Gender | Has cats | Has dogs | Has both | Total |
|---|---|---|---|---|
Female | 20.0% | 33.6% | 2.4% | 56.0% |
Male | 14.0% | 29.4% | 1.5% | 44.0% |
Total | 34.0% | 63.0% | 3.9% | 100.0% |
Row and Column Percents
Row Percents: Each cell is divided by the row total, showing the distribution within each row category.
Column Percents: Each cell is divided by the column total, showing the distribution within each column category.
These percentages help answer questions like "What percent of male cat/dog owners own only cats?"
Visualizing Categorical Data
Bar Charts: Useful for comparing categorical breakdowns.
Pie Charts: Show proportions but can be harder to compare across categories.
Side-by-side bar charts are often preferred for comparing groups.
Simpson's Paradox
Definition and Example
Simpson's Paradox: A phenomenon where a trend appears in several groups of data but reverses or disappears when the groups are combined.

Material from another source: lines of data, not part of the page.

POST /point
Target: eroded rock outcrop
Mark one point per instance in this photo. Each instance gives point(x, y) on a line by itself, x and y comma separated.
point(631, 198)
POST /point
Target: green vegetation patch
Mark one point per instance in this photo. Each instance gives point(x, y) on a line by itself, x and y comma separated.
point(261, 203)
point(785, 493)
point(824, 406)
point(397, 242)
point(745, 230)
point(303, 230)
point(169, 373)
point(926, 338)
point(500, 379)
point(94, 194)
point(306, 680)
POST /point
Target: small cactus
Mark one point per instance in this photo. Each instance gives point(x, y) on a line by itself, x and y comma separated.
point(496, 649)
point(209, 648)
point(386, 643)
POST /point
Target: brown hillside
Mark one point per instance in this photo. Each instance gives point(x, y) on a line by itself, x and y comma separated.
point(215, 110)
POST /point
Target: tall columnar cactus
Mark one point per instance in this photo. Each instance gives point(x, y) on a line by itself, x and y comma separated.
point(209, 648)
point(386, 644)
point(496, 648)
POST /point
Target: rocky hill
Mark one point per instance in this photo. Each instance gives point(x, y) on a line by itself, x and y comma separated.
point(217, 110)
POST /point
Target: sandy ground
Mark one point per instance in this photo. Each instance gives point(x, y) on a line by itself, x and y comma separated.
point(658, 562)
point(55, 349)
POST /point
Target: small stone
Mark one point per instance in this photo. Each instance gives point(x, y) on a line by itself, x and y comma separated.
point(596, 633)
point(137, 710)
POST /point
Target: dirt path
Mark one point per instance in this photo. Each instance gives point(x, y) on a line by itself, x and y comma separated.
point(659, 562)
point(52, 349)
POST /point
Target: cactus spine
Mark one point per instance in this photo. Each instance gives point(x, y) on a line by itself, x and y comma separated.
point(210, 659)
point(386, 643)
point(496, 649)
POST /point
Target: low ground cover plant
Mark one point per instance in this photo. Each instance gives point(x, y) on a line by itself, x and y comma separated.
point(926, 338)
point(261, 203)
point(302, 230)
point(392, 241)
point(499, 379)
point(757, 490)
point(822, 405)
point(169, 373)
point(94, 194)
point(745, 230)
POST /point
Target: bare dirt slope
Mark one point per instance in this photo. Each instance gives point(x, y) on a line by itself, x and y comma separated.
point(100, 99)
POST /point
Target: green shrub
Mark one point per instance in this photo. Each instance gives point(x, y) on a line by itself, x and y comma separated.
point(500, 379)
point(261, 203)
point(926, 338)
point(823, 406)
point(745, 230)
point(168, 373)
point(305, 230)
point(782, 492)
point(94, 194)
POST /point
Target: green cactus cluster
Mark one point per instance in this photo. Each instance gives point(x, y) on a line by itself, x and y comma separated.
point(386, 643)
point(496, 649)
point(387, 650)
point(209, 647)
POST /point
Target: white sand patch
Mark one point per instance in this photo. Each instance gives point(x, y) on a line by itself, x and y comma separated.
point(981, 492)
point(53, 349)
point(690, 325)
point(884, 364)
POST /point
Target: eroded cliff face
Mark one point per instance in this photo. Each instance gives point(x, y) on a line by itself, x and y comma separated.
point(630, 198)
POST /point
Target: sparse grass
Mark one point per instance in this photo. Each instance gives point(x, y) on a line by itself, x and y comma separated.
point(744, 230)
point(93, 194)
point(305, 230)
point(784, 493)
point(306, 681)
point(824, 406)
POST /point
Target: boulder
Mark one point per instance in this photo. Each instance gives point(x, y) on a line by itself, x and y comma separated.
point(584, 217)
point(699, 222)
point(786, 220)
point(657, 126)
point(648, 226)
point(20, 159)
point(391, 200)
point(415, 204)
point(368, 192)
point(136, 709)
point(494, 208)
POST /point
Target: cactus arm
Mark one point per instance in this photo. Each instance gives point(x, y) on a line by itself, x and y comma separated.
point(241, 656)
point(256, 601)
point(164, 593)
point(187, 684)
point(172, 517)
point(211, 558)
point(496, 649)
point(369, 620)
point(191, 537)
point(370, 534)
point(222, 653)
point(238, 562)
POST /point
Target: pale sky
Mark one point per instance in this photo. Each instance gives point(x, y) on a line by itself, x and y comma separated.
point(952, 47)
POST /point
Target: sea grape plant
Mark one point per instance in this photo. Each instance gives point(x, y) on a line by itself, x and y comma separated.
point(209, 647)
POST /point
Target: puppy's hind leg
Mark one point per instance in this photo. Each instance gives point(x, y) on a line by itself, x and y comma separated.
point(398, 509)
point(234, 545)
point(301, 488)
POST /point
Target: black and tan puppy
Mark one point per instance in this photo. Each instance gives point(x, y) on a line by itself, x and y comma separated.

This occurs due to the influence of a lurking variable or confounding factor.
Example: Comparing on-time flight rates for two people, Jill and Moe, at different times of day. When data is combined, the apparent trend may reverse due to the distribution of flights across time periods.
Time of Day | Jill On Time | Moe On Time | Total Flights |
|---|---|---|---|
Day | 90/100 | 19/20 | 120 |
Night | 10/20 | 48/100 | 120 |
When analyzing data, always consider whether to look at the overall table or at subgroups, and be aware of possible lurking variables.
Key Terms and Definitions
Term | Definition |
|---|---|
Contingency Table | A table showing the distribution of two categorical variables. |
Marginal Distribution | The distribution of values for one variable, ignoring the other variable. |
Conditional Distribution | The distribution of one variable for a specific value of the other variable. |
Segmented Bar Chart | A bar chart that displays the conditional distribution of a categorical variable within each category of another variable. |
Mosaic Plot | A graphical representation of a contingency table, with area proportional to the number of cases in each group. |
Simpson's Paradox | When a trend appears in different groups but reverses when the groups are combined. |
Lurking Variable | A variable not included in the analysis that can affect the results. |
Practical Tips
Be careful with rounding when reporting percentages.
Use software tools (e.g., StatCrunch) to generate contingency tables and percentages.
For two-way tables, use the appropriate menu options to summarize data.
Always check whether to use row, column, or table percentages based on the question.
Summary
Contingency tables are essential for analyzing relationships between categorical variables.
Understanding marginal and conditional distributions helps interpret the data correctly.
Be aware of phenomena like Simpson's Paradox and lurking variables when drawing conclusions.